Vulnerability mechanics
Root cause
"The file upload validation logic uses an OR condition, allowing an attacker to bypass checks by manipulating the Content-Type header."
Attack vector
An attacker can remotely exploit this vulnerability by sending a multipart POST request to `change_profile_image.php`. The request must include a file with a malicious extension (e.g., .php) but with a forged Content-Type header set to an allowed MIME type, such as `image/png` [ref_id=1]. This bypasses the validation, and the script is saved with its original extension in a web-accessible directory [ref_id=1]. The attacker can then access the uploaded script directly to achieve remote code execution [ref_id=1].
Affected code
The vulnerability resides in the file `application/PHP/objects/profiles/change_profile_image.php`, specifically in lines 4-13. The script's validation logic, which checks the file's MIME type or extension using an OR condition, is flawed [ref_id=1]. The `move_uploaded_file` function is used to save the file to `../../../../documents/images/` [ref_id=1].
What the fix does
The advisory does not provide a patch or specific remediation steps. It indicates that the project was informed of the problem but has not yet responded.
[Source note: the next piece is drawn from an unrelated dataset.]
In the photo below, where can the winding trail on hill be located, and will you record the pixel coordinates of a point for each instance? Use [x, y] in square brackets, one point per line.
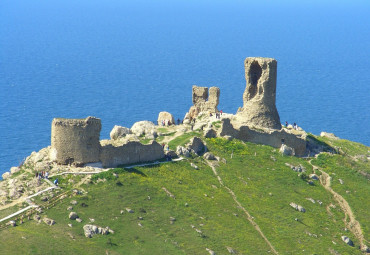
[353, 225]
[27, 200]
[249, 217]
Therefore, no fix explanation can be provided.
Preconditions
- authThe attacker needs to be authenticated to the system to upload a profile image.
- inputThe attacker must be able to control the Content-Type header of the HTTP request.
Reproduction
1. Create a minimal PHP web shell (e.g., `<?php system($_GET['cmd']); ?>`) and save it as `avatar.php`. 2. Send a multipart POST request to `/application/PHP/objects/profiles/change_profile_image.php` with the file field `pr_profile_image`. Forge the MIME type in the request header to `image/png` while keeping the filename as `avatar.php` [ref_id=1]. 3. The server will respond with a randomized filename (e.g., `1585712053.php`) [ref_id=1]. 4. Access the uploaded file via `http://<host>/documents/images/<randomized_filename>.php?cmd=ls` to confirm remote code execution [ref_id=1].
Generated on Jun 4, 2026. Inputs: CWE entries + fix-commit diffs from this CVE's patches. Citations validated against bundle.
References
5News mentions
0No linked articles in our index yet.